Experiment: High Accuracy Training

Utilizing Kohya_ss GUI I’m experimenting with various settings sourced from different tutorials in the hopes of gathering a basic configuration that can generate accurate renders while using as little time and VRAM as possible during training.

Methodology:

1.) To quickly iterate through configurations I’m using a small dataset of 5 images, all with captions, to ensure model training happens in approximately and hour or less.

2.) To control the experiment I’ll be adjusting several training settings:

Number of Repeats
Batch Size
LR Scheduler
Max Resolution
Max Token Length
Regularization Images ( from model vs from dataset )
Learning Rate
Offset Noise
Prior Loss Weight
Memory Efficient Attention

3.) Other settings will remain constant through the experiment, these settings include LR Scheduler set to cosine with repeats, optimizer set to Lion, CLIP skip set to 2, and optimization settings such as Gradient Checkpointing and Shuffle Tags enabled. These settings have been set because thus far they’re the most efficient settings for low VRAM training.

Note: Xformers has been disabled based on the fact they make the model non-deterministic and would thus reduce accuracy of images rendered.
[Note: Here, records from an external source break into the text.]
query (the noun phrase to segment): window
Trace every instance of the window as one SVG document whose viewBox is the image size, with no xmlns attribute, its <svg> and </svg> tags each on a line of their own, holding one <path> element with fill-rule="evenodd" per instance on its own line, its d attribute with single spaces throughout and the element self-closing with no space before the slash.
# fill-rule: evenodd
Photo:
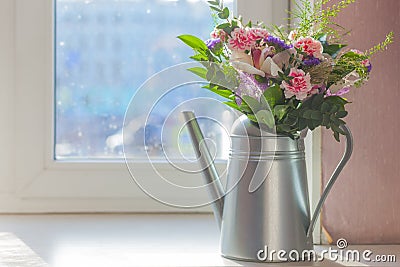
<svg viewBox="0 0 400 267">
<path fill-rule="evenodd" d="M 176 1 L 176 4 L 185 1 Z M 71 0 L 71 2 L 82 3 L 85 1 Z M 100 0 L 86 2 L 101 3 Z M 103 2 L 106 2 L 106 0 Z M 139 3 L 139 0 L 130 0 L 129 2 L 136 4 Z M 143 0 L 141 2 L 156 3 L 155 0 Z M 202 1 L 186 2 L 187 5 L 200 5 Z M 264 19 L 266 23 L 283 18 L 285 16 L 284 10 L 288 6 L 286 1 L 276 0 L 254 0 L 252 5 L 249 5 L 248 1 L 237 0 L 236 4 L 236 9 L 245 18 L 260 18 L 260 20 Z M 2 22 L 0 27 L 4 33 L 3 42 L 0 43 L 1 58 L 4 59 L 0 62 L 1 81 L 4 85 L 4 89 L 2 87 L 1 90 L 2 97 L 0 97 L 0 108 L 2 110 L 0 120 L 3 123 L 3 130 L 0 131 L 0 142 L 2 144 L 2 150 L 0 150 L 1 210 L 3 212 L 187 211 L 185 209 L 173 209 L 149 198 L 132 181 L 123 162 L 105 160 L 109 155 L 118 155 L 118 150 L 111 151 L 115 154 L 110 151 L 107 153 L 111 154 L 101 153 L 100 158 L 97 157 L 97 152 L 91 155 L 87 152 L 85 152 L 86 154 L 75 152 L 59 154 L 59 159 L 64 160 L 55 160 L 54 136 L 57 130 L 54 127 L 56 119 L 54 103 L 57 103 L 55 102 L 57 96 L 54 94 L 54 88 L 55 85 L 62 85 L 62 83 L 58 78 L 53 79 L 53 77 L 57 77 L 54 73 L 56 66 L 54 65 L 53 55 L 62 50 L 57 50 L 55 46 L 57 43 L 53 46 L 55 42 L 52 15 L 54 8 L 52 1 L 49 0 L 0 1 L 0 20 Z M 113 23 L 116 24 L 122 23 L 118 22 L 120 20 L 118 14 L 114 15 L 113 13 L 108 19 L 113 20 Z M 97 19 L 98 17 L 95 16 L 96 21 Z M 285 23 L 285 21 L 278 21 L 278 23 Z M 201 32 L 194 32 L 193 29 L 184 29 L 183 32 L 203 35 Z M 58 44 L 61 45 L 60 41 L 62 40 L 59 38 L 60 36 L 57 36 Z M 87 44 L 79 38 L 80 35 L 78 34 L 74 42 L 76 44 L 82 43 L 83 47 L 85 45 L 101 46 L 106 45 L 105 43 L 109 47 L 123 45 L 122 40 L 119 42 L 118 38 L 113 39 L 113 41 L 110 41 L 110 39 L 104 44 L 101 44 L 102 40 L 100 39 L 106 37 L 94 38 L 92 42 L 87 42 Z M 98 42 L 99 44 L 97 44 Z M 68 44 L 64 43 L 64 45 L 67 47 Z M 180 47 L 183 49 L 184 46 Z M 86 49 L 90 50 L 89 47 Z M 98 47 L 98 49 L 103 48 Z M 190 50 L 187 50 L 187 53 L 190 52 Z M 77 54 L 71 53 L 70 56 L 71 60 L 66 65 L 75 64 L 78 59 Z M 186 60 L 186 56 L 183 54 L 182 58 Z M 123 75 L 128 76 L 123 71 L 114 72 L 114 69 L 122 70 L 119 65 L 121 62 L 119 60 L 111 61 L 114 62 L 111 63 L 112 68 L 107 69 L 105 63 L 100 62 L 102 64 L 99 66 L 102 67 L 92 68 L 91 71 L 93 73 L 108 73 L 107 77 L 111 80 L 119 80 L 118 77 Z M 60 62 L 57 61 L 56 64 L 58 63 Z M 89 65 L 82 65 L 82 70 L 88 68 L 85 66 Z M 164 66 L 158 67 L 161 69 Z M 125 70 L 132 71 L 130 68 Z M 95 77 L 100 77 L 99 74 L 97 75 Z M 128 83 L 130 82 L 137 82 L 137 79 L 132 78 L 128 81 Z M 68 82 L 65 84 L 68 84 Z M 134 87 L 130 84 L 128 86 Z M 126 92 L 122 89 L 120 91 L 122 92 L 121 99 L 123 99 Z M 63 105 L 65 104 L 63 101 L 68 97 L 63 95 L 65 91 L 60 90 L 60 93 L 61 97 L 64 97 L 64 99 L 61 98 L 63 99 L 61 105 Z M 112 118 L 107 119 L 112 120 Z M 107 126 L 109 126 L 109 123 L 107 123 Z M 117 129 L 113 129 L 115 127 L 109 128 L 111 130 L 108 134 L 112 135 L 114 130 L 115 133 L 118 132 L 118 125 Z M 74 133 L 75 137 L 79 137 L 79 131 L 75 129 Z M 106 137 L 107 135 L 104 135 L 103 141 Z M 61 144 L 65 143 L 64 138 L 59 139 Z M 313 146 L 314 152 L 318 154 L 319 145 L 318 143 L 314 144 L 317 144 L 315 147 Z M 101 147 L 102 149 L 99 149 L 99 151 L 104 152 L 104 143 Z M 65 149 L 65 147 L 61 148 Z M 310 154 L 308 155 L 310 156 Z M 65 155 L 78 160 L 65 160 L 63 158 Z M 85 160 L 82 160 L 82 158 Z M 223 158 L 223 155 L 221 155 L 221 158 Z M 310 180 L 318 183 L 320 178 L 318 161 L 314 165 L 312 169 L 317 171 L 311 176 L 314 175 L 317 179 Z M 163 164 L 160 164 L 160 166 L 162 168 Z M 138 166 L 138 171 L 143 173 L 144 176 L 149 175 L 149 169 L 146 166 Z M 176 179 L 187 180 L 185 174 L 176 170 L 165 169 L 163 171 Z M 196 185 L 200 181 L 202 181 L 200 176 L 193 178 L 193 183 Z M 312 191 L 314 196 L 318 196 L 319 185 L 314 184 L 312 188 L 316 189 Z M 163 193 L 169 198 L 199 199 L 199 201 L 207 198 L 206 194 L 178 194 L 174 191 Z M 208 209 L 201 208 L 199 210 Z"/>
<path fill-rule="evenodd" d="M 207 2 L 55 0 L 55 14 L 55 159 L 123 159 L 121 130 L 131 96 L 155 73 L 189 61 L 192 51 L 176 36 L 209 36 L 213 23 Z M 140 117 L 147 114 L 140 113 L 138 103 L 130 150 L 144 158 L 145 143 L 146 152 L 160 159 L 165 149 L 173 157 L 179 149 L 191 156 L 184 133 L 181 142 L 168 145 L 161 144 L 160 133 L 176 105 L 211 95 L 199 91 L 199 86 L 183 86 L 166 95 L 149 114 L 147 125 L 141 122 Z M 213 129 L 209 135 L 214 139 L 224 134 L 210 122 L 204 123 Z M 179 129 L 174 124 L 178 126 L 169 121 L 164 142 L 175 139 Z"/>
</svg>

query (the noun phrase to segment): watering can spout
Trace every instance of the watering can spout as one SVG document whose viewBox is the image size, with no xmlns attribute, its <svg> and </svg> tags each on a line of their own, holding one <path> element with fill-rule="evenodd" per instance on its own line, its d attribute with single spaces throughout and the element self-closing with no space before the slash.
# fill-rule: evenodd
<svg viewBox="0 0 400 267">
<path fill-rule="evenodd" d="M 206 142 L 204 142 L 204 136 L 195 114 L 192 111 L 183 111 L 182 114 L 186 121 L 186 126 L 189 130 L 197 159 L 200 162 L 202 174 L 209 189 L 209 197 L 213 201 L 212 209 L 215 220 L 221 229 L 225 192 L 219 180 L 219 175 L 214 165 L 214 159 L 211 156 Z"/>
</svg>

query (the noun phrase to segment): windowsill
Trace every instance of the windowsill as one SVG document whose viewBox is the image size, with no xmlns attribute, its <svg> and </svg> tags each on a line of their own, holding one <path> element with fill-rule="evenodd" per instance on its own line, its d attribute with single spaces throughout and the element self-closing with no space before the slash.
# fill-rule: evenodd
<svg viewBox="0 0 400 267">
<path fill-rule="evenodd" d="M 1 215 L 0 229 L 12 232 L 54 267 L 277 266 L 222 258 L 211 215 Z M 374 249 L 387 254 L 400 251 L 398 246 Z M 285 265 L 345 264 L 324 260 Z"/>
</svg>

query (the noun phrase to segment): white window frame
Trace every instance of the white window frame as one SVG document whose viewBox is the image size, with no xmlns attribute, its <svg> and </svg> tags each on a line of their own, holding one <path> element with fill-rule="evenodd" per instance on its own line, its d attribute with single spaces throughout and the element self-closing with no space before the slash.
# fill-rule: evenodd
<svg viewBox="0 0 400 267">
<path fill-rule="evenodd" d="M 235 10 L 245 19 L 270 23 L 284 17 L 288 5 L 287 1 L 253 0 L 250 5 L 237 0 Z M 0 1 L 0 58 L 4 59 L 0 62 L 4 86 L 0 97 L 4 126 L 0 131 L 0 212 L 187 212 L 148 197 L 133 182 L 123 162 L 53 159 L 52 14 L 52 0 Z M 318 132 L 307 139 L 307 149 L 312 152 L 308 157 L 314 159 L 308 160 L 308 170 L 311 202 L 315 204 L 321 177 Z M 143 169 L 143 175 L 146 173 Z"/>
</svg>

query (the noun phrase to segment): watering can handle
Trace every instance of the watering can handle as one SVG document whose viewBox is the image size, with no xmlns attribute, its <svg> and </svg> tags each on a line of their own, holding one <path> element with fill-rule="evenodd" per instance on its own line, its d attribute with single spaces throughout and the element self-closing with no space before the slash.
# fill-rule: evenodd
<svg viewBox="0 0 400 267">
<path fill-rule="evenodd" d="M 339 174 L 342 172 L 344 166 L 349 161 L 350 156 L 353 152 L 353 136 L 350 132 L 349 127 L 347 127 L 347 125 L 344 124 L 344 125 L 340 126 L 340 128 L 345 132 L 346 150 L 343 154 L 342 159 L 340 160 L 339 164 L 337 165 L 335 171 L 333 172 L 331 178 L 329 179 L 328 183 L 326 184 L 324 191 L 322 192 L 321 198 L 319 199 L 317 207 L 314 210 L 310 226 L 308 227 L 307 237 L 311 237 L 311 235 L 314 231 L 315 223 L 317 222 L 318 215 L 321 212 L 322 205 L 324 205 L 326 197 L 328 196 L 334 183 L 336 182 L 337 178 L 339 177 Z"/>
</svg>

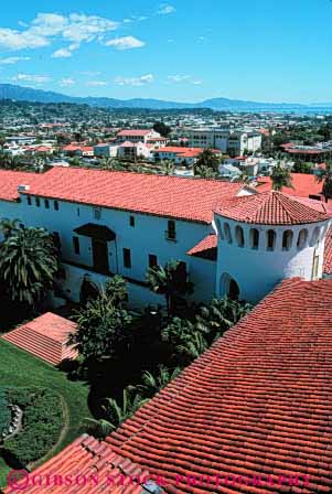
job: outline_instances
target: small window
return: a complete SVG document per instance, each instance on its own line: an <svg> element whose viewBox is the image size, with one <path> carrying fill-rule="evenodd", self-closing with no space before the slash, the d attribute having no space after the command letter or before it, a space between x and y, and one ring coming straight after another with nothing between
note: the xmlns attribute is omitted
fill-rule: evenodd
<svg viewBox="0 0 332 494"><path fill-rule="evenodd" d="M308 239L308 229L303 228L300 230L298 236L298 243L297 243L298 249L302 249L306 247L307 239Z"/></svg>
<svg viewBox="0 0 332 494"><path fill-rule="evenodd" d="M79 238L78 237L73 237L73 247L74 247L74 253L75 254L79 254Z"/></svg>
<svg viewBox="0 0 332 494"><path fill-rule="evenodd" d="M232 244L232 234L228 223L224 223L224 234L228 244Z"/></svg>
<svg viewBox="0 0 332 494"><path fill-rule="evenodd" d="M244 247L245 245L245 235L244 235L244 229L242 226L236 226L235 227L235 236L236 236L236 241L238 247Z"/></svg>
<svg viewBox="0 0 332 494"><path fill-rule="evenodd" d="M156 254L149 254L149 268L154 268L158 266L158 258Z"/></svg>
<svg viewBox="0 0 332 494"><path fill-rule="evenodd" d="M292 230L287 229L282 234L282 250L290 250L292 244Z"/></svg>
<svg viewBox="0 0 332 494"><path fill-rule="evenodd" d="M176 239L176 228L175 228L175 222L173 219L168 221L167 237L169 240Z"/></svg>
<svg viewBox="0 0 332 494"><path fill-rule="evenodd" d="M250 229L250 247L255 250L259 247L259 232L257 228Z"/></svg>
<svg viewBox="0 0 332 494"><path fill-rule="evenodd" d="M94 207L94 218L95 219L101 218L101 207Z"/></svg>
<svg viewBox="0 0 332 494"><path fill-rule="evenodd" d="M276 232L274 229L268 229L266 233L266 248L267 250L275 250L276 247Z"/></svg>
<svg viewBox="0 0 332 494"><path fill-rule="evenodd" d="M131 268L131 253L130 249L124 248L124 267Z"/></svg>

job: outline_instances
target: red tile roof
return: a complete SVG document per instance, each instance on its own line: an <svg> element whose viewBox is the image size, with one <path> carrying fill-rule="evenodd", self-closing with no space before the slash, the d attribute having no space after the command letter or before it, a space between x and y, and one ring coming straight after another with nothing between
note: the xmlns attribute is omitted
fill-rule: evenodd
<svg viewBox="0 0 332 494"><path fill-rule="evenodd" d="M58 365L77 357L77 352L66 344L76 326L67 319L46 312L1 337L49 364Z"/></svg>
<svg viewBox="0 0 332 494"><path fill-rule="evenodd" d="M331 300L332 280L283 281L106 441L173 486L221 479L170 493L331 492ZM222 483L238 475L264 484Z"/></svg>
<svg viewBox="0 0 332 494"><path fill-rule="evenodd" d="M203 240L199 241L199 244L191 248L186 254L203 259L216 260L217 236L215 234L206 235Z"/></svg>
<svg viewBox="0 0 332 494"><path fill-rule="evenodd" d="M235 196L243 186L217 180L58 167L40 174L29 194L210 224L218 202Z"/></svg>
<svg viewBox="0 0 332 494"><path fill-rule="evenodd" d="M332 275L332 226L326 232L323 273Z"/></svg>
<svg viewBox="0 0 332 494"><path fill-rule="evenodd" d="M0 170L0 200L17 201L20 197L18 186L28 183L32 185L40 176L40 173Z"/></svg>
<svg viewBox="0 0 332 494"><path fill-rule="evenodd" d="M39 482L33 483L32 476L39 479ZM94 482L92 476L98 482ZM22 491L26 494L45 494L46 492L74 494L79 491L81 494L148 494L151 493L144 488L144 480L148 477L149 473L146 470L115 453L106 442L98 442L95 438L83 434L60 454L34 470L26 486L26 479L24 479L21 488L19 483L17 490L7 487L3 492L4 494L13 491ZM63 485L60 479L63 480ZM64 484L65 479L67 479L66 484ZM135 479L138 482L135 482Z"/></svg>
<svg viewBox="0 0 332 494"><path fill-rule="evenodd" d="M216 208L219 215L244 223L259 225L301 225L329 219L324 203L293 197L270 191L225 200Z"/></svg>
<svg viewBox="0 0 332 494"><path fill-rule="evenodd" d="M282 192L296 195L298 197L309 197L309 195L319 195L322 192L322 184L318 182L317 176L309 173L291 173L292 186L283 187ZM260 176L257 179L257 192L266 192L272 190L272 181L270 176Z"/></svg>
<svg viewBox="0 0 332 494"><path fill-rule="evenodd" d="M124 136L124 137L128 137L128 136L147 136L148 133L152 132L152 129L125 129L121 130L120 132L118 132L118 136Z"/></svg>

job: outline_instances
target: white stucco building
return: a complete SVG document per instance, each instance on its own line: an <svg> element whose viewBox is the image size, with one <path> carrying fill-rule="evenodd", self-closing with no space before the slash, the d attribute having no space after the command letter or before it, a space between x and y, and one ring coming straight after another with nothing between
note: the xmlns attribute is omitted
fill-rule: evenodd
<svg viewBox="0 0 332 494"><path fill-rule="evenodd" d="M195 302L224 294L256 302L283 278L320 278L325 207L215 180L0 170L0 218L44 227L61 247L56 296L79 301L86 277L103 284L118 273L132 309L164 303L148 289L146 272L171 259L194 283Z"/></svg>

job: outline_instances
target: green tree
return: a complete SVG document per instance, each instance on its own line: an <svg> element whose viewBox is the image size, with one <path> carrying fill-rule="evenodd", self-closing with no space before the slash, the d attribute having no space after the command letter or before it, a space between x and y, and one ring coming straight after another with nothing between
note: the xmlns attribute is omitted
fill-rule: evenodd
<svg viewBox="0 0 332 494"><path fill-rule="evenodd" d="M317 181L323 184L322 193L328 202L332 197L332 163L325 163L324 169L320 169Z"/></svg>
<svg viewBox="0 0 332 494"><path fill-rule="evenodd" d="M292 186L292 178L290 174L290 171L281 167L280 163L278 163L271 173L271 181L272 181L272 189L274 191L282 191L283 187L291 187Z"/></svg>
<svg viewBox="0 0 332 494"><path fill-rule="evenodd" d="M169 315L174 313L179 297L193 293L193 283L188 281L185 265L179 260L170 260L164 268L161 266L149 268L147 283L154 293L165 297Z"/></svg>
<svg viewBox="0 0 332 494"><path fill-rule="evenodd" d="M10 229L0 249L0 279L12 300L34 307L54 283L58 271L57 249L53 237L43 228Z"/></svg>
<svg viewBox="0 0 332 494"><path fill-rule="evenodd" d="M103 361L121 354L129 345L129 326L132 318L121 307L115 305L109 292L101 290L74 315L77 330L69 337L85 362Z"/></svg>

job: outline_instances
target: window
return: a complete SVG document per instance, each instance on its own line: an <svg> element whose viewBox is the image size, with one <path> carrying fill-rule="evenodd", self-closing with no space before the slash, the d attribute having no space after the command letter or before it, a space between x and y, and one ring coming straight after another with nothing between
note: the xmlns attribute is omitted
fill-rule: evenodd
<svg viewBox="0 0 332 494"><path fill-rule="evenodd" d="M176 239L175 222L173 219L168 221L167 238L168 240Z"/></svg>
<svg viewBox="0 0 332 494"><path fill-rule="evenodd" d="M292 244L292 230L287 229L282 234L282 250L290 250Z"/></svg>
<svg viewBox="0 0 332 494"><path fill-rule="evenodd" d="M224 234L228 244L232 244L232 234L228 223L224 223Z"/></svg>
<svg viewBox="0 0 332 494"><path fill-rule="evenodd" d="M306 247L307 239L308 239L308 230L303 228L300 230L298 236L298 243L297 243L298 249L302 249L303 247Z"/></svg>
<svg viewBox="0 0 332 494"><path fill-rule="evenodd" d="M131 268L131 253L130 249L124 248L124 267Z"/></svg>
<svg viewBox="0 0 332 494"><path fill-rule="evenodd" d="M79 254L79 238L78 237L73 237L73 247L74 247L74 253L75 254Z"/></svg>
<svg viewBox="0 0 332 494"><path fill-rule="evenodd" d="M94 207L94 218L95 219L101 218L101 207Z"/></svg>
<svg viewBox="0 0 332 494"><path fill-rule="evenodd" d="M274 229L268 229L266 233L267 250L275 250L276 247L276 232Z"/></svg>
<svg viewBox="0 0 332 494"><path fill-rule="evenodd" d="M154 266L158 266L158 259L154 254L149 254L149 268L154 268Z"/></svg>
<svg viewBox="0 0 332 494"><path fill-rule="evenodd" d="M235 227L235 236L238 247L243 247L245 245L245 236L244 236L244 229L242 226Z"/></svg>
<svg viewBox="0 0 332 494"><path fill-rule="evenodd" d="M251 249L258 249L259 247L259 232L257 228L250 229L250 247Z"/></svg>
<svg viewBox="0 0 332 494"><path fill-rule="evenodd" d="M318 243L319 236L320 236L320 228L319 228L319 226L315 226L314 230L312 232L310 247L313 247Z"/></svg>

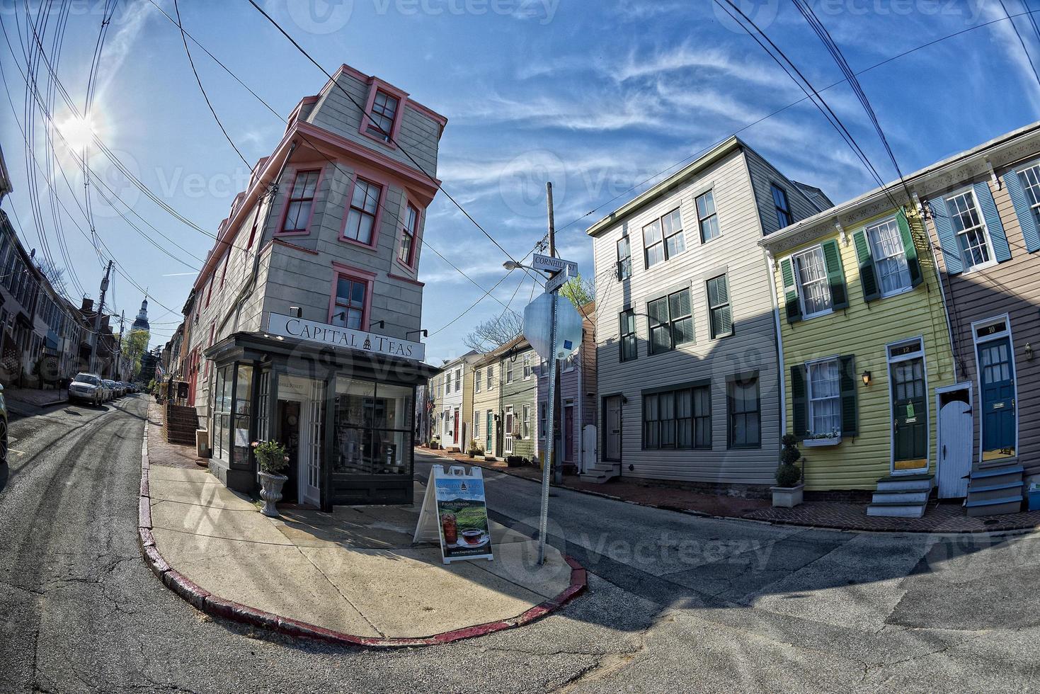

4.) In order to gauge success the trainer will generate 10 sample renders using a prompt specific to the dataset. Also at each render interval the training speed ( it/s ), time lapsed, and loss rate will be recorded for each experiment. These measurements will elucidate the impacts of the various control settings on training.

Initial Settings:

The following will be the base settings assumed to be good based on current research:

Repeats: 10
Batch Size: 1
Epochs: 1
Resolution: 512, 512
Token Length: 75
Regularization: 0
LR: 1e-5
Offset Noise: 0
Prior Loss Weight: 1.0
Memory Efficient Attention: Off
LR Scheduler: Constant

Equipment:

These experiments are being done on my local machine using an RTX 4090 and Ryzen 5900X with 32Gb of DDR4 RAM.

Each experiment will be a separate post on this blog complete with data and observations. The conclusion will also be here with the optimal training settings discovered.